Every AS 400 in the shop i worked at either the cables and or the strings were wore threw the serving and cut threw the string material........their excuse(they were pre production models we sent you).....since then i re served a terminators cable twice and they sent the owner a new cam....so why did the the first one cut it in the first place....was it a "PRE PRODUCTION MODEL DARTON"..........mathews and hoyts wear threw serving at sharp cam angles but not also threw the string material in a matter of two weeks............darton gets the thumbs straight up(if they were middle fingers)........if you want factory quality buy anything else......and the ad campaign is enough to make anyone laugh(The Prophesy of Crap Quality Coupled with Lame Advertisement is Fullfilled!!!!!)........customer service great for such a piece of s**t bow(are they all pre production s**t or should we just refer to darton as early stomach contents?)


----------



## Rosco (Nov 21, 2007)

EldredArcher said:


> Every AS 400 in the shop i worked at either the cables and or the strings were wore threw the serving and cut threw the string material........their excuse(they were pre production models we sent you).....since then i re served a terminators cable twice and they sent the owner a new cam....so why did the the first one cut it in the first place....was it a "PRE PRODUCTION MODEL DARTON"..........mathews and hoyts wear threw serving at sharp cam angles but not also threw the string material in a matter of two weeks............darton gets the thumbs straight up(if they were middle fingers)........if you want factory quality buy anything else......and the ad campaign is enough to make anyone laugh(The Prophesy of Crap Quality Coupled with Lame Advertisement is Fullfilled!!!!!)........customer service great for such a piece of s**t bow(are they all pre production s**t or should we just refer to darton as early stomach contents?)


 Well now I am a little concearned, I just bought a AS400 at the beginning of the new year. I have shot about 600 arrows on it.

Last week at a shoot I noticed the string already freying at the anchor point on the cam(sorry if teminoligey is wrong I'm a newb:wink:


----------



## Reed (Jun 18, 2002)

rosco, take it in have have Ron look at it. Was it a scorpion sting or the stock string?

I had several 1000 on my stock string, and you would never know. I have lost count of the number of shots on my scorpion string. with no problems

reed


----------



## Rosco (Nov 21, 2007)

Reed said:


> rosco, take it in have have Ron look at it. Was it a scorpion sting or the stock string?
> 
> I had several 1000 on my stock string, and you would never know.

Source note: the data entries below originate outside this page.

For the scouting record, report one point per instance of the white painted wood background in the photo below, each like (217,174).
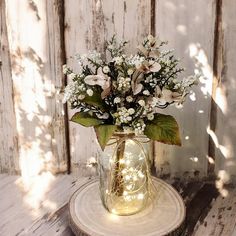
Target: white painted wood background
(37,37)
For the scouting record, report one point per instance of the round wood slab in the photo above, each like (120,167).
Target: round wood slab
(89,217)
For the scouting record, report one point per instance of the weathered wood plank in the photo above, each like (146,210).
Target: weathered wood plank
(8,133)
(189,28)
(88,24)
(221,219)
(225,136)
(35,48)
(36,208)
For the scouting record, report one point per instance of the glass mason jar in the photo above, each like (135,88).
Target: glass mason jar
(124,173)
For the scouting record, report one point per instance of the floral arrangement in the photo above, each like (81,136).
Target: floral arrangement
(127,92)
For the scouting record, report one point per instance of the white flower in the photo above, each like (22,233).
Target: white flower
(167,96)
(117,100)
(146,92)
(89,92)
(136,85)
(129,99)
(131,111)
(149,66)
(151,39)
(130,71)
(81,96)
(106,69)
(103,116)
(65,69)
(118,60)
(123,83)
(72,76)
(141,103)
(150,116)
(100,79)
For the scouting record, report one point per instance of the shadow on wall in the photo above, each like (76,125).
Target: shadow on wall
(190,30)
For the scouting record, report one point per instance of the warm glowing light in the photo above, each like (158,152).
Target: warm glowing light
(194,159)
(140,196)
(140,174)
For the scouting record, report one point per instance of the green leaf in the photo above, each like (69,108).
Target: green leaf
(104,133)
(85,119)
(94,100)
(163,128)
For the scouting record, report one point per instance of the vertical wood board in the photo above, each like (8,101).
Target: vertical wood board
(188,26)
(34,39)
(8,134)
(225,135)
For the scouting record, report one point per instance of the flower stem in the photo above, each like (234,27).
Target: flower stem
(118,178)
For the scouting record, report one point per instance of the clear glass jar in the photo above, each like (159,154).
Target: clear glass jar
(124,173)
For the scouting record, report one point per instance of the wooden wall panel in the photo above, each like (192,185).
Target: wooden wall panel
(225,96)
(35,48)
(88,24)
(189,28)
(8,134)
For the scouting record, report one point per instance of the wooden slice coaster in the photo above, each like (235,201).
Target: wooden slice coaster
(89,217)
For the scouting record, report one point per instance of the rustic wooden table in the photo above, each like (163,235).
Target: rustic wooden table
(164,217)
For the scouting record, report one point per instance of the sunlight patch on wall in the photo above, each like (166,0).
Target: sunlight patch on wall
(36,188)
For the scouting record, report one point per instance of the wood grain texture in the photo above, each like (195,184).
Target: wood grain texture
(88,24)
(35,48)
(8,134)
(189,28)
(225,99)
(221,219)
(46,213)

I have lost count of the number of shots on my scorpion string. with no problems
> 
> reed


Yes Reed it was a stock string, took it into Ron Last night and he put on new string and cables, they wern't scorpions, but he said they were a top of the line set made in the U.S.


----------



## celticgladiator (Feb 13, 2008)

i finally put aside my Darton, it is about 15 years old. i still love it but it is slow and loud by todays standards, i think i will use it for bow fishing now. i thought about getting one thier new bows but i fell i love with the Bowtech commander and decided on trying one of them instead. can't complain about the darton though.


----------